Bella é extremamente sexualizada, o que com certeza choca até o espectador mais liberal. Assim, ela vai conhecendo e experimentando o mundo através de todos os tipos de sensações possíveis. Sua inocência e jovialidade muitas vezes se misturam a tremendas dores causadas por forte empatia. Ela que começa sua jornada como uma menina que nem mesmo sabe falar, andar, ou se comportar em público, a termina como uma mulher completa. Como dizia Simone de Beauvoir “Não se nasce mulher. Torna-se mulher”.
O longa é praticamente um estudo antropológico de como seria uma mulher sem os filtros impostos pela sociedade. Vamos testemunhando o aprendizado de Bella em política, ciência, linguajar, afeto e principalmente sua sexualidade. Há quem se aproveite de sua inocência e a quem se encante querendo ajudá-la a crescer.
Um dos temas mais abordados no filme é o machismo principalmente através do personagem Duncan, magistralmente interpretado por Mark Ruffalo. Os dois vivem um affair, que começa com a curiosidade sexual dela e o fetiche do homem mais velho por meninas jovens e inexperientes, ele sabe que ela tem problemas e não é uma mulher formada por dentro embora seja por fora, mas é justamente isso que o atrai nela e o torna obsessivo. Justamente quando se torna mais culta, mais emancipada, ele rechaça sua mudança de comportamento. Vários outros homens são mostrados como vilões, o próprio Godwin, que é vilão e ao mesmo tempo vítima. Até mesmo o jovem Max, aprendiz de God que se apaixona por Bella, quer se casar com ela e a trata de forma extremamente respeitosa para não tirar vantagem sexual, é um homem extremamente castrado e dominado apesar de seu bom coração.
“Pobres Criaturas” ou “Poor Things”, no original, são os títulos perfeitos para essa história. No frigir dos ovos são todas pobres criaturas. Pessoas a margem da sociedade, experimentos científicos e pessoas extremamente perturbadas e conturbadas que não sabem onde pertencem. Criado como uma espécie de releitura de Frankstein, faz lembrar também “O Curioso Caso de Benjamin Button” reverso.
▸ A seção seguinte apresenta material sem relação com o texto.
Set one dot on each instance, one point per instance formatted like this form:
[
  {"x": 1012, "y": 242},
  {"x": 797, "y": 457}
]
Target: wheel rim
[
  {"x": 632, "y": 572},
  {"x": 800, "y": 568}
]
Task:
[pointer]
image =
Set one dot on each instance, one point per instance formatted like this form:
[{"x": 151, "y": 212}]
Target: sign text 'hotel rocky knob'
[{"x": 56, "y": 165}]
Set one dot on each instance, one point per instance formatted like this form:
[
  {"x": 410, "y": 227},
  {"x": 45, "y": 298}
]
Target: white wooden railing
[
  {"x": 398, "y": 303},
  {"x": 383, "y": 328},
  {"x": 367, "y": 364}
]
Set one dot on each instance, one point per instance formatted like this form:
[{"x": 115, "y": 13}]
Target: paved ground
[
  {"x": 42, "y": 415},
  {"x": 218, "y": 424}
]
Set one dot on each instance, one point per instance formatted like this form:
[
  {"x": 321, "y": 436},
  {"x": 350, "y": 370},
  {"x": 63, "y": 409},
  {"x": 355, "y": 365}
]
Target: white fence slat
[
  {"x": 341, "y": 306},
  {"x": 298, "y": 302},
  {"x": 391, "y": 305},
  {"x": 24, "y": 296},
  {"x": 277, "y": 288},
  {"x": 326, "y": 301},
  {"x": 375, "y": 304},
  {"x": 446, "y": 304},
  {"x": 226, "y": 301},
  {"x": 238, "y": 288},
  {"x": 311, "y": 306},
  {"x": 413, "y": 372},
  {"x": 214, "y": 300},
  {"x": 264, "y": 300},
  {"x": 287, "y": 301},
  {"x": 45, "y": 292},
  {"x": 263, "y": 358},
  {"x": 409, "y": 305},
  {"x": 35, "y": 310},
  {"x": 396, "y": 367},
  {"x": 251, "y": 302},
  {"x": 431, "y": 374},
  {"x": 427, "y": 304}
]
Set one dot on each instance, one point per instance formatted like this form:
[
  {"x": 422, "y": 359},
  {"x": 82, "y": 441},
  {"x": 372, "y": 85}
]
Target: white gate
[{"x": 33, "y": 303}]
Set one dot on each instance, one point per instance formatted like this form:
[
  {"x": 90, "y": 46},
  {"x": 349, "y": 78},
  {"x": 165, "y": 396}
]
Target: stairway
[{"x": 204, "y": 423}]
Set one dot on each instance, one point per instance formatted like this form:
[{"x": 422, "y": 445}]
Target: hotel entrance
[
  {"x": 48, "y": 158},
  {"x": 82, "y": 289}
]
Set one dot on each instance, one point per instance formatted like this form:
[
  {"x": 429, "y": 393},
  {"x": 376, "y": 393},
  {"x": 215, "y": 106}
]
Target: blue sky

A história se passa em um mondo parecido com o nosso, mas ao mesmo tempo distópico. Dividido em vários atos de cores diferentes. O primeiro preto e branco, para representar que é tudo que Bella conhece. Outros em azul ou amarelo.
Um filme com mais de duas horas de duração que não são sentidas e prende quem o assiste à poltrona do início ao fim sem conseguir se desviar da tela por um minuto envolto em tanta bizarrice, tragédia, drama e também humor ácido. Stone, Ruffalo, Dafoe e Lanthimos mereciam sair vencedores do Oscar 2024, mas ao que tudo indica, não será esse o ano.